Alejandro Fernández singles chronology
| "En El Jardín" (1998) | "No Sé Olvidar" (1998) | "Yo Nací Para Amarte" (1998) |

Music video
- "No Sé Olvidar" on YouTube

= No Sé Olvidar =

"No Sé Olvidar" ("I Don't Know How to Forget") is a song written by Kike Santander and performed by Mexican recording artist Alejandro Fernández. It was co-produced by Santander and Emilio Estefan and was released as the third single from Me Estoy Enamorando by Sony Music Mexico in 1997. The song is a bolero-pop ballad with ranchera influences and portrays the singer desperately trying to forget his lover. A music video was made for the track which features Fernández hopelessly attempting to not remember his lover only to slowly delve into insanity. It received a nomination for Video of the Year at the 1998 Lo Nuestro Awards.

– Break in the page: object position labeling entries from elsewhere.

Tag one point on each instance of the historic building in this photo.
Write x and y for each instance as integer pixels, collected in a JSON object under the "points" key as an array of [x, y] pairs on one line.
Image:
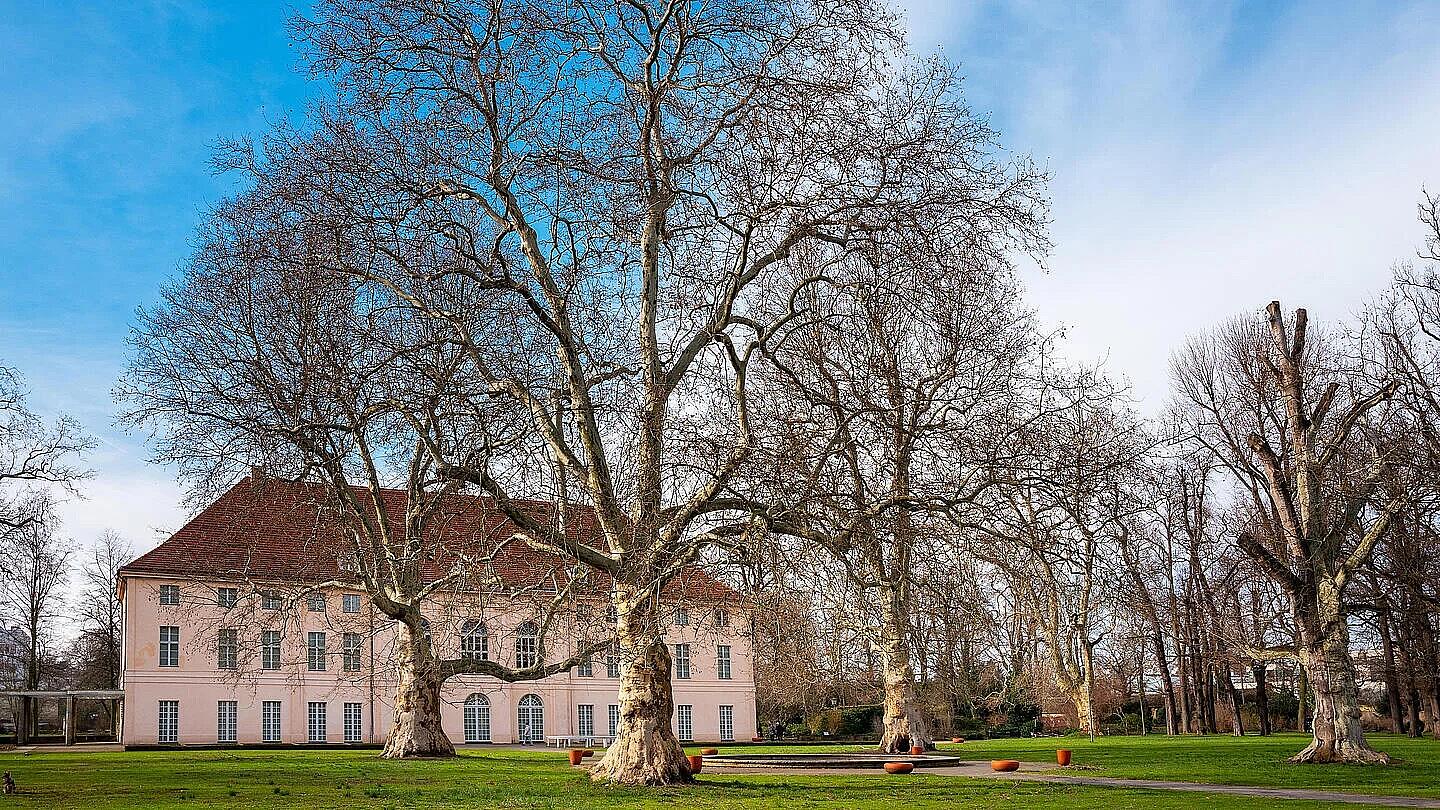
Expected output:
{"points": [[228, 639]]}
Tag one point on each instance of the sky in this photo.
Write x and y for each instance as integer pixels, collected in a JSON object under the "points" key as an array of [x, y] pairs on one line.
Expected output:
{"points": [[1204, 159]]}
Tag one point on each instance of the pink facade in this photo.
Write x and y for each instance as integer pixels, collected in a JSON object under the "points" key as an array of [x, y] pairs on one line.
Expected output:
{"points": [[185, 679]]}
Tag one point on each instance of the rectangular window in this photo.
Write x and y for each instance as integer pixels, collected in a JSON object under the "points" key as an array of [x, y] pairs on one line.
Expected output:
{"points": [[683, 662], [352, 652], [270, 649], [353, 714], [316, 649], [684, 722], [270, 721], [317, 722], [226, 644], [169, 727], [225, 721], [169, 644]]}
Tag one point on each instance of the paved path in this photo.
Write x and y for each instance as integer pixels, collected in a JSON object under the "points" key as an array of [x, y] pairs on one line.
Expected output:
{"points": [[1053, 774]]}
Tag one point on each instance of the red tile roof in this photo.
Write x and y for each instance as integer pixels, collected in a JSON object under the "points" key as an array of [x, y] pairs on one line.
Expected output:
{"points": [[270, 529]]}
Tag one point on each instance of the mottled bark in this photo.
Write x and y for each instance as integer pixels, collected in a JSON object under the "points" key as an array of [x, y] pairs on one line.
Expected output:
{"points": [[905, 724], [645, 750], [416, 730]]}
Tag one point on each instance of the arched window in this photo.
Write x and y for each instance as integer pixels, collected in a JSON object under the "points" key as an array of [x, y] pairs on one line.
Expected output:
{"points": [[530, 719], [477, 718], [527, 646], [474, 642]]}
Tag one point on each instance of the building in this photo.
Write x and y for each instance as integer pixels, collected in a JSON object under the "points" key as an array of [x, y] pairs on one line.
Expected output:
{"points": [[226, 639]]}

It reached the top of the Billboard Hot Latin Songs chart in the United States and spent eight weeks at this position. The recording led to Fernández receiving a nomination for Hot Latin Track of the Year and Pop Hot Latin Track of the Year at the 1999 Billboard Latin Music Awards while Santander received a BMI Latin Award for the track in the same year.

==Background and composition==
Since 1992, Alejandro Fernández established his music career as a ranchera singer like his father, iconic ranchera singer, Vicente Fernández. His previous albums, Alejandro Fernández (1992), Piel De Niña (1993), Grandes Éxitos a la Manera de Alejandro Fernández (1994), Que Seas Muy Feliz (1995), and Muy Dentro de Mi Corazón (1996), helped solidify Fernández as a ranchera singer. Although his last album, Muy Dentro de Mi Corazón, was a success, Fernández did not want to simply record another ranchera album. "If I had released another album of just rancheras, people would have just expected the same thing, and then they would have begun to judge me by that one [musical] theme", Fernández explained. He also noted bolero's popularity on radio stations and cited his waning radio airplay. After listening to Mi Tierra by Gloria Estefan, Fernández sought Estefan's husband Emilio Estefan to have him produce Fernández's next album. After hearing Fernández's proposal, Emilio Estefan agreed on the idea to produce the album. Recording took place at Estefan's Crescent Moon Studios in Miami, Florida.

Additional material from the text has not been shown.